Although the above-described examples of caching NLU results describe caching recent and/or frequent NLU results, it should be appreciated that any suitable type of NLU results may additionally or alternatively be cached locally on a client device. For example, in some embodiments, NLU results for utterances corresponding to emergency situations (e.g., “Call Fire Department”) may be locally cached due to their importance.
Some embodiments are directed to NLU-based systems that include speech-enabled applications, such as virtual assistant software, executing on a client device. The inventors have recognized and appreciated that users often have difficulty learning the available options for interacting with the some speech-enabled applications and often learn through trial and error or by reading release notes for the application. Some embodiments are directed to techniques for training users on the options for what they can say to a speech-enabled application while simultaneously helping users to complete an input in progress by providing real-time feedback by displaying dynamically-generated hints on a user interface of the client device.
FIG. 7 shows an illustrative process for displaying dynamically-generated hints on a user interface of a client device in accordance with some embodiments. In act 710, a first hint is created based, at least in part, on an ASR result determined for first audio. For example, if the ASR result is “make a meeting,” a first hint such as “make a meeting on <day> from <start time> to <end time> titled <dictate> may be generated.

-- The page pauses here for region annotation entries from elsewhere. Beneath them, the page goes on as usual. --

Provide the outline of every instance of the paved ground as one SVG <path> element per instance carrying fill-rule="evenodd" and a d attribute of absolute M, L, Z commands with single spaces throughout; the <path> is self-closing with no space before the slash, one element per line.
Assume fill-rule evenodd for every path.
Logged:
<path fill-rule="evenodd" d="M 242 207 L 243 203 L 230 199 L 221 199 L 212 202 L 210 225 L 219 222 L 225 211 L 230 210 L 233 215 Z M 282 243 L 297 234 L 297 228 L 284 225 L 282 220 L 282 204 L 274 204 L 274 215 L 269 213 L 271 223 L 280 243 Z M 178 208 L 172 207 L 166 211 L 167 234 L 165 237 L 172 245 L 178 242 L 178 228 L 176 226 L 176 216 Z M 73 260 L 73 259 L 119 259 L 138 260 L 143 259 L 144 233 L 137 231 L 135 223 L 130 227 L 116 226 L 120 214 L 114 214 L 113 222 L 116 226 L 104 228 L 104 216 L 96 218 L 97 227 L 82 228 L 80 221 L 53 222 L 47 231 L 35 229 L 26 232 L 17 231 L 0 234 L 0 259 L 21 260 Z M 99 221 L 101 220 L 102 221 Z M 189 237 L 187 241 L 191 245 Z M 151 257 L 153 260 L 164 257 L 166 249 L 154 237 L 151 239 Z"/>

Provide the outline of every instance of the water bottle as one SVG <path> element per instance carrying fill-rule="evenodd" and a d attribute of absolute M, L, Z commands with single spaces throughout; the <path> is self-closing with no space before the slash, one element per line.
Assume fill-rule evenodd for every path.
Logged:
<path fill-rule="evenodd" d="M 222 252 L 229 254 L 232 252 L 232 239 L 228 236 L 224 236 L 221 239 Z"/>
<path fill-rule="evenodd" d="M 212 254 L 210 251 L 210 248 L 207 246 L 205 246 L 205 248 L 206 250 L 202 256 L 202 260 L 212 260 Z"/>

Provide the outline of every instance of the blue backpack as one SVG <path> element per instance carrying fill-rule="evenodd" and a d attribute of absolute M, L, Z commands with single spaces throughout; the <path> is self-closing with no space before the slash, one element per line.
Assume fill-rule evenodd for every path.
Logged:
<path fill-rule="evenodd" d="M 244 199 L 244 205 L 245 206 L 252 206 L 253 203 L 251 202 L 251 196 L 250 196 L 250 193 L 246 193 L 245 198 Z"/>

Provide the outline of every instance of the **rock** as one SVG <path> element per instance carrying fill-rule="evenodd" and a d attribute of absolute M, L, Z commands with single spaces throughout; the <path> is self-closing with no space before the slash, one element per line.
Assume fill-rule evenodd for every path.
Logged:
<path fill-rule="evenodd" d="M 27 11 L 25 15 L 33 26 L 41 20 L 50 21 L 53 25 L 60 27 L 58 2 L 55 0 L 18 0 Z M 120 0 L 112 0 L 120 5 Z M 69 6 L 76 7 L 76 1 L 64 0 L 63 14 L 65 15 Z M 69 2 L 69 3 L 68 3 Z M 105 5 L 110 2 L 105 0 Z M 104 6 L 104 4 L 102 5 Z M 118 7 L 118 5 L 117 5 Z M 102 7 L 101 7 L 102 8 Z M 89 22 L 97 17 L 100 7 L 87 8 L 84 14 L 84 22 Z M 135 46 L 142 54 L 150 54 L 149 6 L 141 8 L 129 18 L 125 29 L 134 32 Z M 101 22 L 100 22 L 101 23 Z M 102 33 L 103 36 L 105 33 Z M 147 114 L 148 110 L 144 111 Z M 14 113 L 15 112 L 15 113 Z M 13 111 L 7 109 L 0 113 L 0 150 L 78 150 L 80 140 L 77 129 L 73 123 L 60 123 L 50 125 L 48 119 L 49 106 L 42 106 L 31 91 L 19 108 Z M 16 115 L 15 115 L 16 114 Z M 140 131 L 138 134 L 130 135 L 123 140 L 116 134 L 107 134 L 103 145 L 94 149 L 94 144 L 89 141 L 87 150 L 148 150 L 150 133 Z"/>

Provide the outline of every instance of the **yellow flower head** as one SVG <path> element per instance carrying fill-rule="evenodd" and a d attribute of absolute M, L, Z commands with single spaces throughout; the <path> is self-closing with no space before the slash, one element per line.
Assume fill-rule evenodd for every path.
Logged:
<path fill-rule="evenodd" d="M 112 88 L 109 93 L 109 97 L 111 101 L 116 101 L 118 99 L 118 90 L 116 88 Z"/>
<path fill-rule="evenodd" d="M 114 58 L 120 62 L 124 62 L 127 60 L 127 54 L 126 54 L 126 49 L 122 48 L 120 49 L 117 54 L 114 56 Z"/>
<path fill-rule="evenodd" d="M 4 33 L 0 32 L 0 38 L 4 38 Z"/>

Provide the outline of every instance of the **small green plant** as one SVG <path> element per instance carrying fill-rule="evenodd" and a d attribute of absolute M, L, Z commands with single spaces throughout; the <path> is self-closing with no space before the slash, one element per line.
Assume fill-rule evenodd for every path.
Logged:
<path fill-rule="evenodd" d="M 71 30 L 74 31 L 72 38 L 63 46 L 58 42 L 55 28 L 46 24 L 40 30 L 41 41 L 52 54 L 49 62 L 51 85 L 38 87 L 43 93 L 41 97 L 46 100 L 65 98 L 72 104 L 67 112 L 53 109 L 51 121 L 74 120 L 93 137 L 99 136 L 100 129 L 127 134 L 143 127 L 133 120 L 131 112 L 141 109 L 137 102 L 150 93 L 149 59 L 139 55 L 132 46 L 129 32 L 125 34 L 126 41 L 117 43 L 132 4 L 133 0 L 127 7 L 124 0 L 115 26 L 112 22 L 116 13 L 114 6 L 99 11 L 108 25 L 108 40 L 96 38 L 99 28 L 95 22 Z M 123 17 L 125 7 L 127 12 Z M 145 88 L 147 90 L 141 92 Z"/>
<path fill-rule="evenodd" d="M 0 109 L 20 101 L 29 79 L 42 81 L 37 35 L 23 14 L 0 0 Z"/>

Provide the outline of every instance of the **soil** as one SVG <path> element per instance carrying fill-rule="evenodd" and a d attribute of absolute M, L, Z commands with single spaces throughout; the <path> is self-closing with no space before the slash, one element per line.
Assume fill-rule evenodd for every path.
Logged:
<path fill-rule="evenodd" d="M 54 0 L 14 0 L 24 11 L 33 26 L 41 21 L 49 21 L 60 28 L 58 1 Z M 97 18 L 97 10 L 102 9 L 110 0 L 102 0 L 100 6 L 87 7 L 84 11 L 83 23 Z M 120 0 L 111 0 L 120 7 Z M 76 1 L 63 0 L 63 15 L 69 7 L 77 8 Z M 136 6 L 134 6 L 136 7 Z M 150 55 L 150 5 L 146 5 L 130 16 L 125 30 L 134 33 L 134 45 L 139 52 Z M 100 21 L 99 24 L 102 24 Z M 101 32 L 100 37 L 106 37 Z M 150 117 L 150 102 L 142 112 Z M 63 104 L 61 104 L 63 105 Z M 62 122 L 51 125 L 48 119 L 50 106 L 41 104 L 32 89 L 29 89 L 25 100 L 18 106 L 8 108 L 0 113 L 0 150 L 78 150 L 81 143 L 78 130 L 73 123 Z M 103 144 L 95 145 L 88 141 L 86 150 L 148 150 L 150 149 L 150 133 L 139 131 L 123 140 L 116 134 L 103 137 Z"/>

The process then proceeds to act 712, where the first hint is displayed on a user interface of the client device. By displaying the first hint to the user of the client device, the client becomes aware of the structure and components of an utterance that the speech-enabled application is expecting to receive to be able to perform an action, such as scheduling a meeting.
After the first hint is displayed on the user interface, the process proceeds to act 714, where second audio comprising speech is received by the client device. For example, the user may say “make a meeting on Friday at one.” The process then proceeds to act 716, where a second hint is created based, at least in part, on an ASR result corresponding to the second audio. For example, continuing with this example, the second hint may be “make a meeting on Friday at 1 for <duration> titled <dictate>.” The process then proceeds to act 718, where the second hint is displayed on the user interface of the client device. By dynamically updating the hint displayed to the user, the user learns how to interact with the speech-enabled application and understands what additional information must be provided to the speech-enabled application in the current utterance to perform a particular action. Teaching users to say particular words, such as “titled” may facilitate the parsing of utterances to reliably separate the utterance into its component pieces, thereby improving an ASR and/or NLU process.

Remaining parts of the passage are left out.